Perhaps Mr Behr should be talking to Mr Damian Green, and then perhaps they can get together to plan a new story about Norway, to replace the one that has been ripped to shreds by Owen Paterson.
Embedded in his concerns, though, was the recognition that Paterson was trying to "tug the Brexit argument away from lurid anti-immigration rhetoric and towards macroeconomics, trade and democracy". Behr thus quotes Paterson saying: "Even people who are broadly in favour of withdrawal are unlikely to commit to the process unless they are assured that all the angles have been covered".
Here, there is a glimmer of intelligence, with Behr noting that this view "reflects study of the Scottish independence referendum and the way Alex Salmond's campaign was harmed by the impression that his white paper setting out the viability of a new state was cobbled together on the back of an envelope".
However, alongside Your Freedom and Ours, we have given up waiting for "the People's Army" to do anything.
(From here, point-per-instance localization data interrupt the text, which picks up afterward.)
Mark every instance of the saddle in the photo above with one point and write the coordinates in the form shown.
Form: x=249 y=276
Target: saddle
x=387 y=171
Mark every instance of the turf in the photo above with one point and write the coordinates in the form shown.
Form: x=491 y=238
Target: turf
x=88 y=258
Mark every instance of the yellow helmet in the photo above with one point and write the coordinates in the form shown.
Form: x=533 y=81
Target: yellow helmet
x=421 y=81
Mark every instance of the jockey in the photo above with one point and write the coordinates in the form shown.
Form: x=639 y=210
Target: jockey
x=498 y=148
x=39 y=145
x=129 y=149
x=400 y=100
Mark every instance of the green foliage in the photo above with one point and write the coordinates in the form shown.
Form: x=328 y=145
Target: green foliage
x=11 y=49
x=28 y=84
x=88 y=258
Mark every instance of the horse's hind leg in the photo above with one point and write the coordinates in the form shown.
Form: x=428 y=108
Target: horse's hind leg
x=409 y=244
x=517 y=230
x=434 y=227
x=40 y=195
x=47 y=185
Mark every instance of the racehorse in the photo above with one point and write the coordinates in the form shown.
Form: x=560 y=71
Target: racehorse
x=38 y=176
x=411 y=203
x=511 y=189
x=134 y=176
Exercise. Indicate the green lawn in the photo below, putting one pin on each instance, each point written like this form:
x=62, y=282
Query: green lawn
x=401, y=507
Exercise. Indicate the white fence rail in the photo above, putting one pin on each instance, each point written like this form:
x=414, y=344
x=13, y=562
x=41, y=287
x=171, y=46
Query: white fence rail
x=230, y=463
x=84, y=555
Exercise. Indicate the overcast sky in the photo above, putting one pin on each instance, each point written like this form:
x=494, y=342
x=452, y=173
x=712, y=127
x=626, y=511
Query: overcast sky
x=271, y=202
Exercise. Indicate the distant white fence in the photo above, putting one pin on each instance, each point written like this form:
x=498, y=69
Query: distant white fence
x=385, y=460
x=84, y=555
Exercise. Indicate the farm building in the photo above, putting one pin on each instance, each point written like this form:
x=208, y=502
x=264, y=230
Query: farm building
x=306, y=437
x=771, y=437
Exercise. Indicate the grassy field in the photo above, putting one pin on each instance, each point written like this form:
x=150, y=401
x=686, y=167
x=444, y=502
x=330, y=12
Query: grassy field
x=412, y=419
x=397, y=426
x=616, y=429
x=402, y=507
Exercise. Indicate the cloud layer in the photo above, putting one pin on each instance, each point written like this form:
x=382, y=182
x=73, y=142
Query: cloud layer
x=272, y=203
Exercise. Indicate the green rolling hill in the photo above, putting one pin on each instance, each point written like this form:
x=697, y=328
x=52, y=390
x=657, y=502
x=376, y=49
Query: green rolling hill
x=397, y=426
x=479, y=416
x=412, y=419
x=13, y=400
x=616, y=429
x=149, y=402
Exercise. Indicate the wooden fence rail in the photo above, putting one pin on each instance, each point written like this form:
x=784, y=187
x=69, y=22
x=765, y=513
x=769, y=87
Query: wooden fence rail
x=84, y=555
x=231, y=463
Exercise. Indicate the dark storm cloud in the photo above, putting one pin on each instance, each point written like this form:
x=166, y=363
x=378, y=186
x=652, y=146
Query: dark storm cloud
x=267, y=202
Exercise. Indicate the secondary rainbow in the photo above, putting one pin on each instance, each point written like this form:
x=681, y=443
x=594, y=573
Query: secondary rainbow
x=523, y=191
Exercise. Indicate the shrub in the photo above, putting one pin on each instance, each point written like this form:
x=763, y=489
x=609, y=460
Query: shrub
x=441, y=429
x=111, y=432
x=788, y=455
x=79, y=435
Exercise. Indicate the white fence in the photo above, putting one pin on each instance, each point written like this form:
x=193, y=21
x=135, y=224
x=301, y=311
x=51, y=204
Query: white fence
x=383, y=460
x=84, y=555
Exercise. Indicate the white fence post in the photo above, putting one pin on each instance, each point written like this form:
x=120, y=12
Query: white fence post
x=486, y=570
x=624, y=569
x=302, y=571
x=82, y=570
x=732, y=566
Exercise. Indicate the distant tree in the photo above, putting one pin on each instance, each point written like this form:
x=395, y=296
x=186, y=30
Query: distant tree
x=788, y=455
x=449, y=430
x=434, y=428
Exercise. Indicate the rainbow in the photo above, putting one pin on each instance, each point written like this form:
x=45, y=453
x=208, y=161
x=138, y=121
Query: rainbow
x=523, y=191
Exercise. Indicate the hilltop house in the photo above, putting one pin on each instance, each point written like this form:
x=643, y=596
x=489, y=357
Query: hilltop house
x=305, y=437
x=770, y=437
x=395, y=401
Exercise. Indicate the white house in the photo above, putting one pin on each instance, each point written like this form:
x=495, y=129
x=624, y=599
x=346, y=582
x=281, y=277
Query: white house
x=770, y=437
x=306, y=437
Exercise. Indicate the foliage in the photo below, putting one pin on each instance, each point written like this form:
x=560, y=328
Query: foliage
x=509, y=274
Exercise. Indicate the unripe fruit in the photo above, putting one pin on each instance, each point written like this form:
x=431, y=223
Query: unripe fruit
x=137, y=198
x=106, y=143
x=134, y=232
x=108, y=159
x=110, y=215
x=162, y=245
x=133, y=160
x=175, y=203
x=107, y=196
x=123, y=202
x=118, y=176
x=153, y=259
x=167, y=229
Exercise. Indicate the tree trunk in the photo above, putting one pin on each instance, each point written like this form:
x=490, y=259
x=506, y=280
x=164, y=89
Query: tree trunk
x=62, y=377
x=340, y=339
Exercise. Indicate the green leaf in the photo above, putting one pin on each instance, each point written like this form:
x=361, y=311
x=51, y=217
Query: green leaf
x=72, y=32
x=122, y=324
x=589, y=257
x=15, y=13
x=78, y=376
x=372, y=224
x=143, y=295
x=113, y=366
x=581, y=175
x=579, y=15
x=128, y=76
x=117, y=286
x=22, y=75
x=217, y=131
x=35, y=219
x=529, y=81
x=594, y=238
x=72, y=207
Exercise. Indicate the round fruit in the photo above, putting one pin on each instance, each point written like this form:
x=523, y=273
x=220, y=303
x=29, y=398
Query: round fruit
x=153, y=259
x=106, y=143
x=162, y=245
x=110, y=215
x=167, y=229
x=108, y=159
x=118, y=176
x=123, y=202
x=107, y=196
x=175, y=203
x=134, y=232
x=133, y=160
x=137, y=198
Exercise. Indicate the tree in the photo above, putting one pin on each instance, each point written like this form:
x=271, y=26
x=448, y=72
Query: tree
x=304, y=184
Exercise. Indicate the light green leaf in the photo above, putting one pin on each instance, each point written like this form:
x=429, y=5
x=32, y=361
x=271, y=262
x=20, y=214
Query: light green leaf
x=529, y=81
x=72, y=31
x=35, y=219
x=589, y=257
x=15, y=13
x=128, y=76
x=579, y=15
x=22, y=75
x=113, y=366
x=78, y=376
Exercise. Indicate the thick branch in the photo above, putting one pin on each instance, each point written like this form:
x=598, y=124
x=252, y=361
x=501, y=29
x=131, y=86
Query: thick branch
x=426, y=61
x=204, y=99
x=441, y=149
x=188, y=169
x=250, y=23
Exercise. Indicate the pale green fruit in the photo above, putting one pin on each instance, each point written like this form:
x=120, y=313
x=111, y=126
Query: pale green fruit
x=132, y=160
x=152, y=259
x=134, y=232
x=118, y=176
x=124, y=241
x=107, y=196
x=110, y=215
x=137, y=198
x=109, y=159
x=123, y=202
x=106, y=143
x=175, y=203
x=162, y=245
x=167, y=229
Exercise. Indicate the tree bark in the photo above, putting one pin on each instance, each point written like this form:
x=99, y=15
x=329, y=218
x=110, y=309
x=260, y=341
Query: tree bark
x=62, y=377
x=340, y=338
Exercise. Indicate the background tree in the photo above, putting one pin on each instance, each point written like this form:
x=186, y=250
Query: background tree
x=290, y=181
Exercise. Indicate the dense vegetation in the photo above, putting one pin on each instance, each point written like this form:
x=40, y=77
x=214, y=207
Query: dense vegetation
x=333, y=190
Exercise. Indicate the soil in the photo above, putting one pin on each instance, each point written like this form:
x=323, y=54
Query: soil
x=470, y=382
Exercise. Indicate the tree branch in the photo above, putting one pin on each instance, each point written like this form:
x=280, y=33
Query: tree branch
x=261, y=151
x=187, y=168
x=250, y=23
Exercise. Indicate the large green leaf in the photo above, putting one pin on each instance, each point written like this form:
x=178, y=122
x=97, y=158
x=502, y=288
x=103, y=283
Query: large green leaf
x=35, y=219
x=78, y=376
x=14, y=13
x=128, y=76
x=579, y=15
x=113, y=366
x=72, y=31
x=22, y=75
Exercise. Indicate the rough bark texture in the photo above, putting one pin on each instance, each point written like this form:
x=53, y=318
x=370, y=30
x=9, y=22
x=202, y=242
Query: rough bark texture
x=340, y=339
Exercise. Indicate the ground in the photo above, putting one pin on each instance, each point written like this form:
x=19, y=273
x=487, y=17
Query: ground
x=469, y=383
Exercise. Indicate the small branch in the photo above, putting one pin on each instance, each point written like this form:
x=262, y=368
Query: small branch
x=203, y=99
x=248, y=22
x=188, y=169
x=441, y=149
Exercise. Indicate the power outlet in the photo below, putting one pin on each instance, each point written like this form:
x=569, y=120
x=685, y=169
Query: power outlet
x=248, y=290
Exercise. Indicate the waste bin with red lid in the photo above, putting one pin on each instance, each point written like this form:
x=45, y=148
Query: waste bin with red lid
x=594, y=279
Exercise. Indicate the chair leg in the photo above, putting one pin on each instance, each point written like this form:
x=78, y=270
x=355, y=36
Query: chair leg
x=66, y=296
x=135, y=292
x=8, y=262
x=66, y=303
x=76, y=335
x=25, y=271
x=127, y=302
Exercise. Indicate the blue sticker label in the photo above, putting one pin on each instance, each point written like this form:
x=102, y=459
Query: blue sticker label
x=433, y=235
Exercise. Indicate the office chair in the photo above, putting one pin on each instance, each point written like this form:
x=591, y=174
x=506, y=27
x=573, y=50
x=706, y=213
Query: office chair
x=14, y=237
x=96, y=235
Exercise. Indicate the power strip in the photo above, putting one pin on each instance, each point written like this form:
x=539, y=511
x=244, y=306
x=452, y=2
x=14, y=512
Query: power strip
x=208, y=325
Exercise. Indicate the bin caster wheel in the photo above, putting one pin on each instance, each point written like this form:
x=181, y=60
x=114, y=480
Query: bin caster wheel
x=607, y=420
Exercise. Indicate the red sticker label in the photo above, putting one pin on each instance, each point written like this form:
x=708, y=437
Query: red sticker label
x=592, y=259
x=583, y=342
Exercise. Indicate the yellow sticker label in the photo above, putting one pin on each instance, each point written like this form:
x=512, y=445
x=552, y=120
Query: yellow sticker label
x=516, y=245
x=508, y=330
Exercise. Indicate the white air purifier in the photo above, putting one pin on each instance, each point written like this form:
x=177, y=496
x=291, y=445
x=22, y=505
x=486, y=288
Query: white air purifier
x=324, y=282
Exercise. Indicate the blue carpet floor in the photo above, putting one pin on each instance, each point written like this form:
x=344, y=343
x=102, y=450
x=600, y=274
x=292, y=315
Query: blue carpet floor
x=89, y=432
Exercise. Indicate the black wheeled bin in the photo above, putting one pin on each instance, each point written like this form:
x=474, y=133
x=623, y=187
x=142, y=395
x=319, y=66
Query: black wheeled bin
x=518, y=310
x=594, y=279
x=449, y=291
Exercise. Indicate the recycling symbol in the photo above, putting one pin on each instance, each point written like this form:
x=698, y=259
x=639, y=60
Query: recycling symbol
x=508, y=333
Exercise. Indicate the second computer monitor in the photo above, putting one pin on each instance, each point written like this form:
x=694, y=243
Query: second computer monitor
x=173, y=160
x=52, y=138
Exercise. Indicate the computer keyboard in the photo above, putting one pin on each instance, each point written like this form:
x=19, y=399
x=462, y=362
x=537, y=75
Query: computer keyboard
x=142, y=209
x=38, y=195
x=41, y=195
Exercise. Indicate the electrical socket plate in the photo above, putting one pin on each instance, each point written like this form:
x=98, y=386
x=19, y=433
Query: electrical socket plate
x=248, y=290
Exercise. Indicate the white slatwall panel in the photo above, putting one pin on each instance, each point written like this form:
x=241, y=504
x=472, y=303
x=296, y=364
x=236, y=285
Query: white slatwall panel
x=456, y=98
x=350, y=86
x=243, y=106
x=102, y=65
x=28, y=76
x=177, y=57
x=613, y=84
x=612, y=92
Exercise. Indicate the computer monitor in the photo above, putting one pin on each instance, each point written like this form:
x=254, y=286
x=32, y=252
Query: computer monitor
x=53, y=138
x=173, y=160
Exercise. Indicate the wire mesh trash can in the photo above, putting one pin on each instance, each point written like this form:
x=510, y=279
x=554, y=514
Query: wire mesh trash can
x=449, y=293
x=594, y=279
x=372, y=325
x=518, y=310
It "has long ago abandoned any idea of fighting for Brexit".
The silence of the UKIP lambs is a welcome relief, but how much nicer it would be if it was matched by an equal period of silence from the Europhiles and their bleating about the Norway option.
As Witterings from Witney has found, they're silent when you want to hear from them and otherwise dismissive, so the least they could do is come up with some new arguments.
Perhaps, though, we should rely on Pat McFadden, the shadow Europe minister, who said of Owen Paterson's suggestion of invoking Article 50, that is was "equivalent to handing in your resignation notice. It's not a negotiating tactic. It is a notice to quit".
At last, one of them has got the point. First we tell them we are quitting, and then we negotiate an exit settlement. And that is why Mr Paterson proposed it.